Bo Peng <pengbo at sraoss.co.jp> 于2021年10月4日周一 上午11:45写道:

> Hello,
>
> Sorry for the late response.
>
> > Hi,
> >
> > I have two PG severs and three watch_dog nodes to setup a PG HA
> > environment.
> >
> >    - OS: Ubuntu 20.04
> >    - PG version:12.8
> >    - Pgpool version: 4.1.4
> >
> >
> >    - PG -primary: 192.168.1.122
> >    - PG -slave: 192.168.1.121
> >    - Watch_dog node0: 192.168.1.122
> >    - Watch_dog node1: 192.168.1.121
> >    - Watch_dog node2: 192.168.1.101
> >
> >
> > the HA environment works fine while after 3-4 hours, two watch_dog nodes
> > downs, remaining only 1 watch_dog node (192.168.1.101) running.   the
> > leader of watch_dog's log shows below error althought the network ip
> > 192.168.1.122 is alive.
> >
> > 2021-09-20 15:53:37: pid 1900172: WARNING:  network IP is removed and
> > system has no IP is assigned
> > 2021-09-20 15:53:37: pid 1900172: DETAIL:  changing the state to in
> network
> > trouble
> > 2021-09-20 15:53:37: pid 1900172: DEBUG:  removing all watchdog nodes
> from
> > the standby list
>
> I think it may be caused by a temporary network problem.

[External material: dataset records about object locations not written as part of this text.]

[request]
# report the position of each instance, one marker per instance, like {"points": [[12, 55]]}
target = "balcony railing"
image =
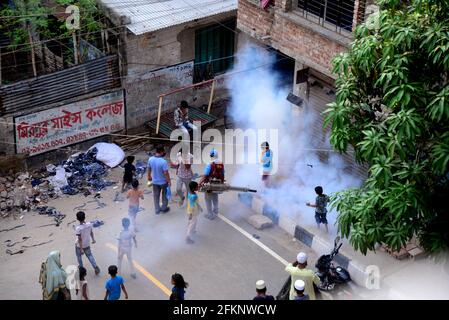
{"points": [[336, 15]]}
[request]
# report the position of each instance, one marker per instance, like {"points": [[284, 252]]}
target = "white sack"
{"points": [[109, 153]]}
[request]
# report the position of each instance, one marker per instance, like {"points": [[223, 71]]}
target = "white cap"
{"points": [[260, 285], [300, 285], [301, 257]]}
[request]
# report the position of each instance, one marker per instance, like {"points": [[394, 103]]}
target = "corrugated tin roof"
{"points": [[152, 15]]}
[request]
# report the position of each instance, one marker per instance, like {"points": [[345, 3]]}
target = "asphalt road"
{"points": [[224, 263]]}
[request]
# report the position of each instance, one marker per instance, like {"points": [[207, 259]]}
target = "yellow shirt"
{"points": [[308, 276]]}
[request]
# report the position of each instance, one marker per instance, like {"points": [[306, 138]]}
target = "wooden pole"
{"points": [[33, 60], [211, 96], [75, 47], [159, 114]]}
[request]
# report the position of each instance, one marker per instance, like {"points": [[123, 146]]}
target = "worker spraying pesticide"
{"points": [[214, 173]]}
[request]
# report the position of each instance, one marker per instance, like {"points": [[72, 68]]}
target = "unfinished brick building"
{"points": [[310, 33]]}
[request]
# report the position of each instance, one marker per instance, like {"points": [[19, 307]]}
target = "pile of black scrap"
{"points": [[52, 212], [85, 174]]}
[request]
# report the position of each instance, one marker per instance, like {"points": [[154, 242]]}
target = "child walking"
{"points": [[125, 240], [114, 285], [193, 209], [82, 292], [128, 175], [134, 195], [179, 286], [320, 207]]}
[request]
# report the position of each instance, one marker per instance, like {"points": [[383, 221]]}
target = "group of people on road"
{"points": [[302, 279], [53, 276]]}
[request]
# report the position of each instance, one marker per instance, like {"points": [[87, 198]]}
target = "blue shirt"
{"points": [[267, 161], [113, 285], [178, 292], [192, 203], [208, 169], [158, 166]]}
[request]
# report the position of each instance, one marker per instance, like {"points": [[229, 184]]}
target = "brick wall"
{"points": [[291, 34]]}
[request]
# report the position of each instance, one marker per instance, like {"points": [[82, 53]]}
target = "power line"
{"points": [[123, 77], [118, 135], [170, 13]]}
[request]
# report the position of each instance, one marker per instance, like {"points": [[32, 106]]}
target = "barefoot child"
{"points": [[125, 240], [134, 195], [193, 209], [179, 286], [130, 170], [320, 207], [114, 285], [82, 292]]}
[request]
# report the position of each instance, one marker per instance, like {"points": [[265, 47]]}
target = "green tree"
{"points": [[392, 111], [20, 20]]}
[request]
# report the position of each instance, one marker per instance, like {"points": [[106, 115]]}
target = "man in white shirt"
{"points": [[82, 245], [125, 240]]}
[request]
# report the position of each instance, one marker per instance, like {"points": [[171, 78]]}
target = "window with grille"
{"points": [[214, 50], [337, 12]]}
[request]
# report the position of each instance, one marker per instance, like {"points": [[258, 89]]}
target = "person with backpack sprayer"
{"points": [[214, 173]]}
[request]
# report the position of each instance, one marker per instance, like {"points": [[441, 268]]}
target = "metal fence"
{"points": [[99, 74], [335, 15]]}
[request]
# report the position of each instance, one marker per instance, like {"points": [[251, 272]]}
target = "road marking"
{"points": [[250, 237], [142, 270]]}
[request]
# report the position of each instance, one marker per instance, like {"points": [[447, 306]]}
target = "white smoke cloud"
{"points": [[259, 103]]}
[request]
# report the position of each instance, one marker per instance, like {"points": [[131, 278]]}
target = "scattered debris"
{"points": [[13, 253], [141, 168], [69, 223], [47, 225], [37, 244], [81, 173], [6, 230], [259, 221], [9, 245], [52, 212], [100, 205], [119, 197], [134, 143]]}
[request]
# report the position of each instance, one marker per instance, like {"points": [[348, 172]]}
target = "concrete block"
{"points": [[287, 224], [246, 199], [259, 221], [358, 274], [271, 213], [257, 205], [321, 246], [303, 236]]}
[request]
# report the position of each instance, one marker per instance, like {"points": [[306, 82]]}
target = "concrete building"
{"points": [[170, 44], [310, 33]]}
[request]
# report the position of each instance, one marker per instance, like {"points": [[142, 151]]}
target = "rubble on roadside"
{"points": [[82, 173]]}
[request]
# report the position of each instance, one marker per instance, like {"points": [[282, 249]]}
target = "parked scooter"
{"points": [[328, 273]]}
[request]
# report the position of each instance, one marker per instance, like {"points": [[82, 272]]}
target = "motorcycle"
{"points": [[329, 274]]}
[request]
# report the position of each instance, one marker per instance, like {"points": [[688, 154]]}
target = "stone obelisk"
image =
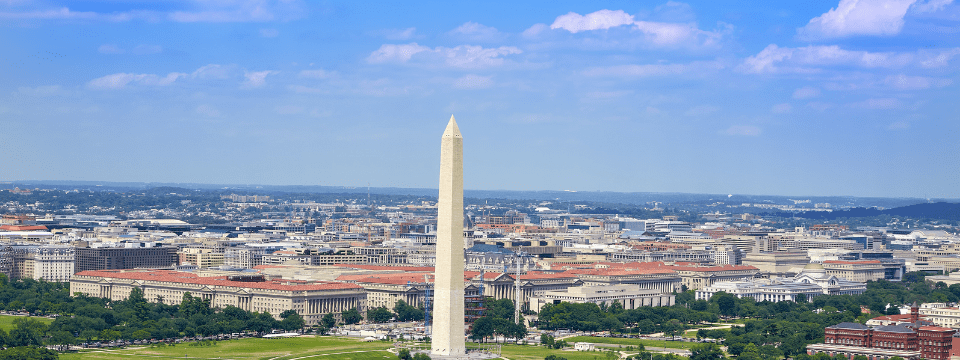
{"points": [[448, 327]]}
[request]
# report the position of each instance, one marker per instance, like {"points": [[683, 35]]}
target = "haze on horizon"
{"points": [[813, 98]]}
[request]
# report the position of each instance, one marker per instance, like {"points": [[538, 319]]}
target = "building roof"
{"points": [[191, 278], [393, 279], [899, 328], [382, 267], [936, 328], [849, 325], [22, 227]]}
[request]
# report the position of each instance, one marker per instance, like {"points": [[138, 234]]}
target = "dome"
{"points": [[814, 270]]}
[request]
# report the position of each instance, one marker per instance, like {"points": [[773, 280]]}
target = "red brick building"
{"points": [[917, 339]]}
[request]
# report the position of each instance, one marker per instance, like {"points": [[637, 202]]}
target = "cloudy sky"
{"points": [[762, 97]]}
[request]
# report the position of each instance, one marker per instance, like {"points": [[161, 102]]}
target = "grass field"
{"points": [[530, 352], [6, 321], [633, 342], [313, 348]]}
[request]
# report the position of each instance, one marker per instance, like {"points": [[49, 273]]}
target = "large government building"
{"points": [[811, 282], [913, 339], [310, 299]]}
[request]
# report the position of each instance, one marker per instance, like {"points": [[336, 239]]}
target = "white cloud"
{"points": [[781, 108], [656, 33], [858, 17], [395, 53], [192, 11], [472, 81], [208, 111], [899, 125], [110, 49], [672, 33], [470, 56], [879, 104], [598, 20], [937, 58], [314, 74], [774, 59], [256, 78], [65, 13], [206, 72], [463, 56], [289, 109], [240, 11], [215, 71], [928, 6], [742, 130], [806, 92], [701, 110], [147, 49], [905, 82], [535, 31], [476, 32], [40, 90], [120, 80], [637, 70], [646, 70], [400, 34], [269, 33]]}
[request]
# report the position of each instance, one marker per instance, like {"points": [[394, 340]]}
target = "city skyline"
{"points": [[818, 98]]}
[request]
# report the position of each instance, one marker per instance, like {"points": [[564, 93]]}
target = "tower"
{"points": [[448, 326]]}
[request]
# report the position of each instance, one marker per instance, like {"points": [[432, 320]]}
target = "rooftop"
{"points": [[191, 278]]}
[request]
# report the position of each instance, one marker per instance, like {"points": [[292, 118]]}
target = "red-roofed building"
{"points": [[911, 338], [861, 271], [23, 228], [255, 292]]}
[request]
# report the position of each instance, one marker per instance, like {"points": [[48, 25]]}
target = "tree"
{"points": [[673, 328], [109, 335], [291, 321], [406, 312], [482, 328], [27, 332], [351, 316], [379, 315], [707, 351], [88, 334], [61, 339], [546, 340], [726, 302], [328, 321], [142, 334]]}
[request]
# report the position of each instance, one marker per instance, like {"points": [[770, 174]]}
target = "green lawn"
{"points": [[6, 321], [254, 348], [634, 342], [530, 352]]}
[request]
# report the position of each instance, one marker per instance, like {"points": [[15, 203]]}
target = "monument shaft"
{"points": [[448, 326]]}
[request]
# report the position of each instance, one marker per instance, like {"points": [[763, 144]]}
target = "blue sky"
{"points": [[767, 97]]}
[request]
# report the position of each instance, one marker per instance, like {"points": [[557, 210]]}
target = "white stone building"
{"points": [[630, 296], [812, 281]]}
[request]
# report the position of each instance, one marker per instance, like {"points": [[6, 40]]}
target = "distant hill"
{"points": [[719, 201], [932, 211]]}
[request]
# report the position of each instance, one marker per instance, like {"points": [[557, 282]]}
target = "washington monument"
{"points": [[448, 327]]}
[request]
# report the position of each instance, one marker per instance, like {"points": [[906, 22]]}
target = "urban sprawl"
{"points": [[351, 264]]}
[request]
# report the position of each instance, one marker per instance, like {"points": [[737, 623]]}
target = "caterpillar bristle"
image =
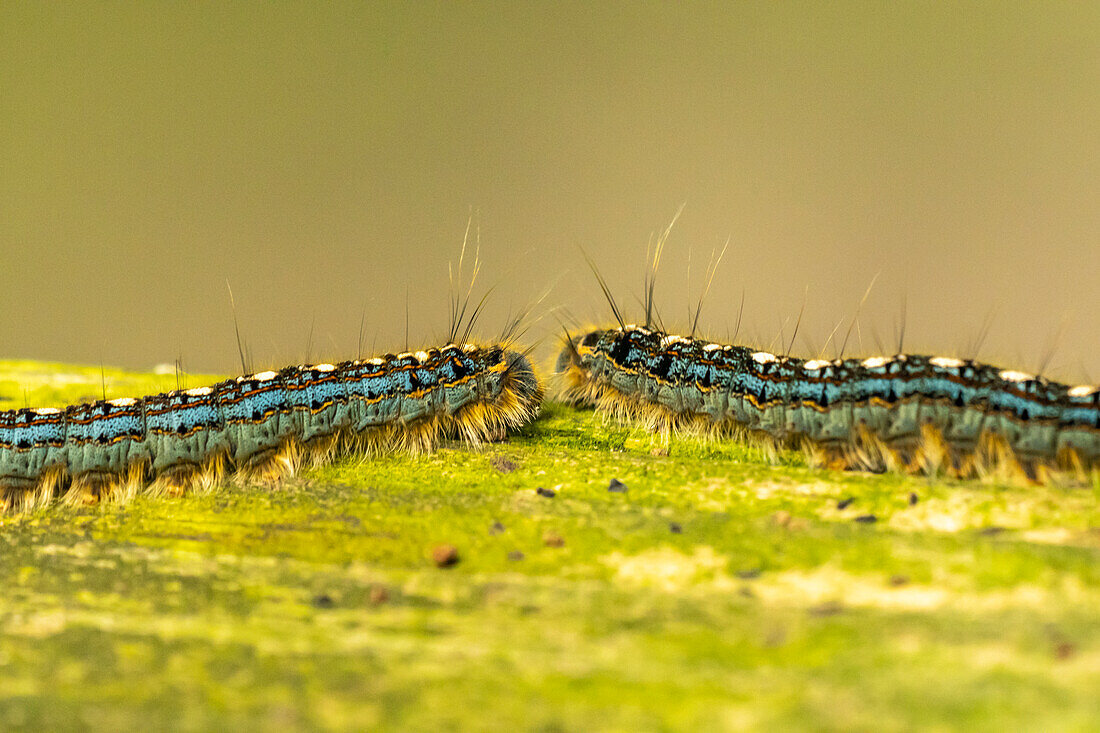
{"points": [[930, 415], [262, 428]]}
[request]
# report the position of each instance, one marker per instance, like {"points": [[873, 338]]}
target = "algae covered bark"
{"points": [[712, 589]]}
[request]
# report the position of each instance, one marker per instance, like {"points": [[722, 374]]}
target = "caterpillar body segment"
{"points": [[910, 413], [263, 426]]}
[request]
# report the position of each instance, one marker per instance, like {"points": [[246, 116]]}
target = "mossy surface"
{"points": [[717, 591]]}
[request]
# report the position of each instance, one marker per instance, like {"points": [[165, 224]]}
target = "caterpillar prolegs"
{"points": [[263, 425], [913, 413]]}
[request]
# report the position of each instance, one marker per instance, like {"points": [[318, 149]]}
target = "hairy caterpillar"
{"points": [[905, 412], [263, 425]]}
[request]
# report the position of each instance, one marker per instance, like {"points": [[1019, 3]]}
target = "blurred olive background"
{"points": [[325, 160]]}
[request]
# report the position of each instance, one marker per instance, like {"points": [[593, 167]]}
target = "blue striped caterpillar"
{"points": [[263, 426], [910, 413]]}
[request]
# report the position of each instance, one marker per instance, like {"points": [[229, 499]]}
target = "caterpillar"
{"points": [[263, 425], [909, 413]]}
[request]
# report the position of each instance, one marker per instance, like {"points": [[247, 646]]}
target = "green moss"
{"points": [[717, 591]]}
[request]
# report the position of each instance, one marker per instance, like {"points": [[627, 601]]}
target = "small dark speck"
{"points": [[444, 556], [503, 465], [826, 609], [1064, 651]]}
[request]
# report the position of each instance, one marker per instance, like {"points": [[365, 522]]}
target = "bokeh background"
{"points": [[325, 160]]}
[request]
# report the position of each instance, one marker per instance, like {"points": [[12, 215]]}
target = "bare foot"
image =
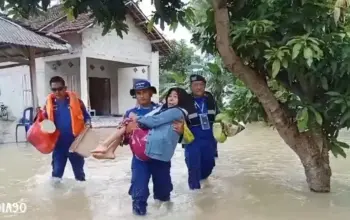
{"points": [[102, 156], [100, 149]]}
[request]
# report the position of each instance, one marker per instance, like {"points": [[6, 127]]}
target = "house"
{"points": [[100, 69]]}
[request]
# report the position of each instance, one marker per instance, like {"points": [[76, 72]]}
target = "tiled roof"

> Does this issue occur every time?
>
> > 2021-09-20 15:53:37: pid 1900172: DETAIL:  standby list contains 1 nodes
> > 2021-09-20 15:53:37: pid 1900172: DEBUG:  Removing all failover objects
> > 2021-09-20 15:53:37: pid 1900172: LOG:  watchdog node state changed from
> > [MASTER] to [IN NETWORK TROUBLE]
> > 2021-09-20 15:53:37: pid 1900172: DEBUG:  STATE MACHINE INVOKED WITH
> EVENT
> > = STATE CHANGED Current State = IN NETWORK TROUBLE
> > 2021-09-20 15:53:37: pid 1900172: FATAL:  system has lost the network
> > 2021-09-20 15:53:37: pid 1900172: LOG:  Watchdog is shutting down
> > 2021-09-20 15:53:37: pid 1900172: DEBUG:  sending packet, watchdog node:[
> > 192.168.1.101:9999 Linux dell-PowerEdge-R740] command id:[1113]
> > type:[INFORM I AM GOING DOWN] state:[IN NETWORK TROUBLE]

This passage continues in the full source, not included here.